Buk. Lagi, Kak Jinyoung menyerang Jaehyun. Ia menendang perut Jaehyun sampai laki-laki itu tergeletak di bawahku. Napasku tercekat. Aku menghampiri Jaehyun yang terbatuk-batuk dan berusaha membantunya berdiri.

Ini tidak bisa dibiarkan, jika mereka terus berkelahi, bahaya!

"Hentikan!" Aku menyodorkan telapak tanganku ke depan, menandakan agar Kak Jinyoung berhenti berbuat kasar. "Kau cowok berengsek, tinggalkan kakakku. Pergi darinya jauh-jauh, jika kau mendekatinya, aku akan melaporkanmu pada Kak Jin."

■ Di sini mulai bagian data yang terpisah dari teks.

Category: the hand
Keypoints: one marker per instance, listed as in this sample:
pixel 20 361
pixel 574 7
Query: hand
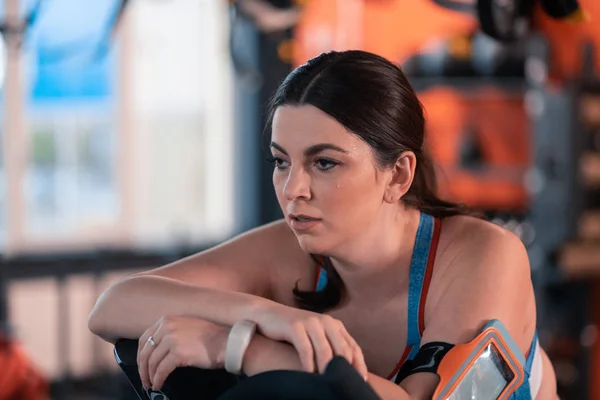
pixel 316 337
pixel 180 342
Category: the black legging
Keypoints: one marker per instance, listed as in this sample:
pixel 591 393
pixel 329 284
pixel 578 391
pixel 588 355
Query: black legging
pixel 339 382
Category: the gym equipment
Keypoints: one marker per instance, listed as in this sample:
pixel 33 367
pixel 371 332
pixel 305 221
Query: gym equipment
pixel 505 21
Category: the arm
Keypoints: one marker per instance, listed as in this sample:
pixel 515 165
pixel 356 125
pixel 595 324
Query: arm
pixel 222 285
pixel 488 278
pixel 264 355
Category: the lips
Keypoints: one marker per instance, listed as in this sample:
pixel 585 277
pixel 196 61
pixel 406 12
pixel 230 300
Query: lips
pixel 302 217
pixel 302 223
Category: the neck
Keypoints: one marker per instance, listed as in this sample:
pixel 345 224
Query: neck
pixel 376 267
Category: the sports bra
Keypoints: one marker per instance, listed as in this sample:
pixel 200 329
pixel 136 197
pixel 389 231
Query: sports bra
pixel 421 270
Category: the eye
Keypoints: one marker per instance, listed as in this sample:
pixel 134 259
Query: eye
pixel 325 165
pixel 279 163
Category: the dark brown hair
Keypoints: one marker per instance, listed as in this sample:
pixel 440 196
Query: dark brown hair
pixel 371 98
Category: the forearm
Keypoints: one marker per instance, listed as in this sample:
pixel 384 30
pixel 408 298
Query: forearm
pixel 265 355
pixel 129 307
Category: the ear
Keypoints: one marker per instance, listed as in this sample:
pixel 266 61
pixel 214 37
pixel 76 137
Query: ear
pixel 402 175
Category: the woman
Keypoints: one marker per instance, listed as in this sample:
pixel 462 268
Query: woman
pixel 368 263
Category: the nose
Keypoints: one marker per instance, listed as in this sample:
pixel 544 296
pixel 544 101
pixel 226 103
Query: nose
pixel 297 185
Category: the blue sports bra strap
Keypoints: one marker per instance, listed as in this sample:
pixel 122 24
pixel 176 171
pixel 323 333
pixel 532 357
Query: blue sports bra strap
pixel 531 355
pixel 418 267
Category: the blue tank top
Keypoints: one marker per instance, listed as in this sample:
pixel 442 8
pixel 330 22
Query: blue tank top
pixel 421 269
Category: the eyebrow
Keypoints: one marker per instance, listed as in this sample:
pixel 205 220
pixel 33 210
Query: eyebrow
pixel 313 150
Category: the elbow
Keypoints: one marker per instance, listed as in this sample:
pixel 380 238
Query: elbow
pixel 98 323
pixel 106 308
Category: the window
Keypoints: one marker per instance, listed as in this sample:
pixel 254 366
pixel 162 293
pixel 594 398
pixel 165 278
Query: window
pixel 128 142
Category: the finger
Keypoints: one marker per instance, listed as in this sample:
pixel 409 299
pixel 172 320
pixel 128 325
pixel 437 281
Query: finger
pixel 304 347
pixel 156 357
pixel 339 341
pixel 321 345
pixel 358 359
pixel 144 339
pixel 163 370
pixel 147 350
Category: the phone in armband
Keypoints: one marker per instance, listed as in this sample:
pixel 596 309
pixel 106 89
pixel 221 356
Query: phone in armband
pixel 489 367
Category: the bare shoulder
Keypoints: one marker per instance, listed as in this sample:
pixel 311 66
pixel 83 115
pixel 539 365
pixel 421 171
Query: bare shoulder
pixel 482 273
pixel 466 243
pixel 252 262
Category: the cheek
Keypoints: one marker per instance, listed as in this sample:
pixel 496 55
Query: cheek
pixel 355 198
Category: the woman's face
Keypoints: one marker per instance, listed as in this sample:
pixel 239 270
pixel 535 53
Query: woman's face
pixel 326 178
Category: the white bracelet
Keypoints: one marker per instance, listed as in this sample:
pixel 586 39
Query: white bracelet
pixel 239 338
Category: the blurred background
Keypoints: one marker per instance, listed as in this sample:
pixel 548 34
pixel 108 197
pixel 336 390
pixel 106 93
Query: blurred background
pixel 130 137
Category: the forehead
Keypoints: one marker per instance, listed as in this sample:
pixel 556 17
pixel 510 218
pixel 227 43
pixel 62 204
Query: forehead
pixel 307 125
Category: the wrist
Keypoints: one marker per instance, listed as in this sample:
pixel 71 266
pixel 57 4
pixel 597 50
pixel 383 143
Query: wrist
pixel 221 346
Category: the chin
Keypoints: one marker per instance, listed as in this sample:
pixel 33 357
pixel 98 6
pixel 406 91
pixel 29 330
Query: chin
pixel 311 244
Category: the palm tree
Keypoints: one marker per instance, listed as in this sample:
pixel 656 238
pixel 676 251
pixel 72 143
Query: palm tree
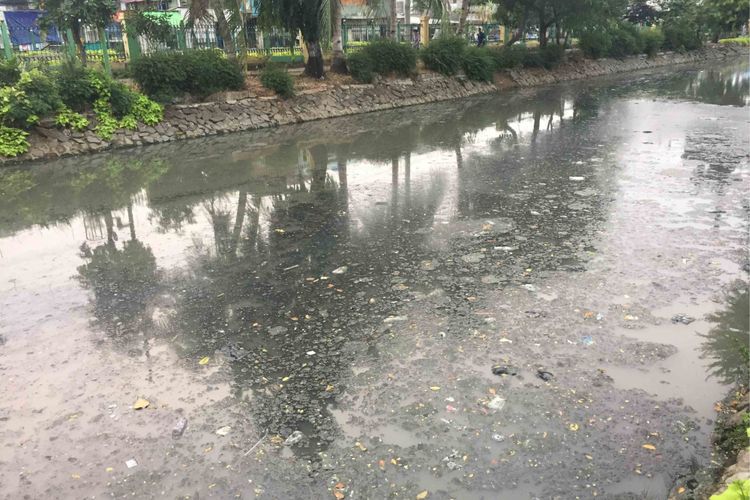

Kak Jinyoung pasti tahu, bagaimana karakter kakak pertamaku itu. Mungkin dengan mengancamnya begini, dia mau mengalah.

"Laporkan saja. Aku penasaran, apakah banci itu benar-benar bisa membunuhku atau tidak," tantangnya.

Mataku membelalak. Selain bajingan, Park Jinyoung juga tipikal orang yang tidak tahu diri dan tidak tahu malu. Sudah tertangkap basah, ada saja ulahnya. Ia pikir, ia bisa lolos dari Kak Jin? Ia belum tahu sesadis apa kakakku itu.

"Akh!" Aku terpaksa berdiri. Jinyoung mencengekeram daguku, memaksa wajahku untuk menghadapnya.

Sekarang, aku baru tahu. Jika dilihat dari jarak yang dekat, Park Jinyoung memiliki beberapa bekas tindik di kedua telinganya. Sebuah tato terlihat mencuat dari balik lengan kemeja yang ia pakai, meskipun tidak seluruhnya.

Sorot matanya tajam seakan-akan ingin menghancurkanku. Kebencian, dendam, dan harga dirinya sudah tidak pada tempatnya. Ia menuntut atas kalimatku sebelumnya yang mengatakan bahwa orang tuanya tidak mendidiknya dengan benar.

"Bukan urusanmu, apakah orang tuaku mendidikku dengan benar atau tidak. Yang pasti, kau sudah membuatku marah. Kau harus mendapatkan akibatnya."

Mataku terpejam ketika Kak Jinyoung melayangkan tangannya. Hendak menampar wajahku. Satu–dua detik berlalu. Hingga, cengkeraman itu terlepas dari daguku dan seseorang menarikku dalam pelukannya.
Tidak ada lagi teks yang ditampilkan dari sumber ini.